In this article we look in detail at CNC turning, what parts can be made with it, what its advantages are and how it compares to other types of subtractive manufacturing.
Table of Contents
What is CNC turning?
CNC turning is just one form of Computer numerical control machining, an umbrella term used to describe a series of similar subtractive manufacturing methods including both milling and cutting. Operated via digitalised design instructions, CNC turning uses a high-speed rotating metal bar positioned inside a chuck. The bar is fed into a lathe with portions of it removed by a precision cutting tool to achieve a required shape. Different cutting tools can be utilised to create a variety of contours and dimensions. Typically, CNC turning is used to mass produce cylindrical objects and components such as rings, tubes and other more complex circular shapes.
Types of CNC turning
There are a number of different types of CNC turning, including:
- Taper turning which uses a gradual reduction in diameter during operation to form a tapered shape.
- External turning manipulates the outer part of a workpiece and is one of the most common turning processes.
- Internal turning is when the inner diameter of the workpiece is machined and modified. Horizontal, longitudinal turning are versions of internal turning.
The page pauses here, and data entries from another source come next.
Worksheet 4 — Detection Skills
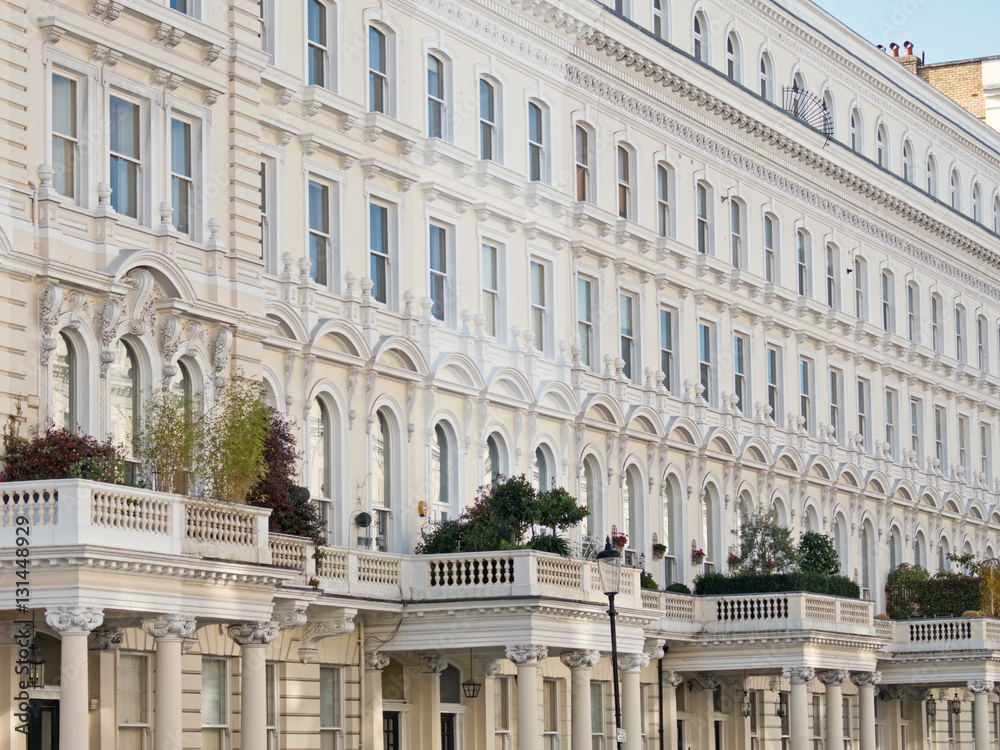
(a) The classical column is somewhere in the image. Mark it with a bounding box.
[361,651,389,750]
[783,667,816,747]
[851,672,882,750]
[228,620,278,750]
[618,653,649,750]
[142,615,196,750]
[45,607,104,750]
[559,649,601,750]
[816,669,851,748]
[968,680,993,750]
[507,644,549,750]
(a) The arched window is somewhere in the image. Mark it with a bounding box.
[108,339,141,459]
[875,125,889,168]
[726,32,743,83]
[695,182,712,254]
[851,109,864,153]
[52,331,80,431]
[692,11,709,63]
[888,526,903,573]
[903,140,915,183]
[580,456,604,544]
[656,164,674,237]
[760,52,774,102]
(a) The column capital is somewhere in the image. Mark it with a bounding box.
[45,606,104,635]
[226,620,278,647]
[420,651,448,674]
[618,651,649,672]
[142,614,198,641]
[967,680,993,695]
[87,625,125,651]
[507,643,549,667]
[781,667,816,685]
[851,672,882,687]
[816,669,851,687]
[365,651,389,672]
[559,648,601,669]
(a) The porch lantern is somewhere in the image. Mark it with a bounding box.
[597,537,627,750]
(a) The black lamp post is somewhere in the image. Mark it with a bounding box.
[597,537,622,750]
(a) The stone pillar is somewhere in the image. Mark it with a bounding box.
[142,615,196,750]
[816,669,851,748]
[618,653,649,750]
[507,644,549,750]
[361,651,389,750]
[559,649,601,750]
[851,672,882,750]
[782,667,816,747]
[45,606,104,750]
[968,680,993,750]
[228,620,278,750]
What can you make using CNC turning?
CNC turned parts are used in a variety of industries including electronics, manufacturing, telecommunications and automotive. They are made using a diversity of materials including aluminium, steel, plastic, copper and brass.
Typical components made using CNC turning include:
What are the benefits of CNC turning?
There are several key benefits to using CNC turning. Firstly, because of the speed at which parts can be produced, it is an ideal technology for fast turnaround projects. Along with speed, the accuracy at which the parts can be produced mean final products and components are ideal for industries where precision is paramount.
The large variety of materials suited to CNC turning is also a big advantage in terms of the scope of design possible, as well as the varying sizes of products that can be produced with turning. Further choice comes with a diversity of finishing options including galvanising, polishing, painting, nickel plating and various colour options.
What are the disadvantages of CNC turning?
Like other CNC machines, turning machines are expensive compared to those operated manually. Because CNC machines are computer controlled, they require the necessary skills from a trained operator, and in the event of a break down, highly skilled professionals are required to fix problems which can cause interruptions to production.
How is turning different from other CNC machining?
To get the full picture on how CNC turning is used, it’s useful to look at other forms of CNC machining. The fundamental difference in other subtractive processes such as milling and plasma cutting is that spinning tools are used to move along a stationery workpiece to cut it. With CNC turning, the workpiece itself rotates against stationery cutting tools.
Milling is often used for creating slots and holes as well as shaping objects. The cutting tool shapes the outer area of the workpiece which can be carried out in different directions on different axes, and at differing speeds and pressure.
CNC plasma cutting
A CNC plasma cutting machine uses a hot jet of ionised gas (plasma) to cut through conductive metals and form different shapes. They too are controlled numerically by computer. Plasma cutting is used extensively in automotive repair, construction and scrapping industries. It is a highly precise and speedy form of cutting and can be undertaken at a relatively low cost.
CNC laser cutting
CNC lasers cut through sheet metal using the beam from a laser to melt the material and form precise shapes. A high-pressure gas is used to remove molten material in the process. It is a technology flexible enough to work with a large range of materials, produces short lead times, causes relatively low damage and can produce complex and sophisticated shapes.
A CNC router is used for tasks such as cutting builders’ foam, engraving granite, cutting cardboard templates and milling brass. It is a tool which replaces a hand-held version and thanks to its digital control, produces more accuracy and consistency.
Understanding the different forms of CNC machining puts CNC turning into a greater context and it’s easy to see with so many different product requirements in a modern world, why the specific results produced by turning will continue to be sought on a global scale. CNC machining remains a thriving sector and with further developments in technology and machinery, alongside the reliance of key industries upon it, it looks set to remain a dominant form of manufacturing.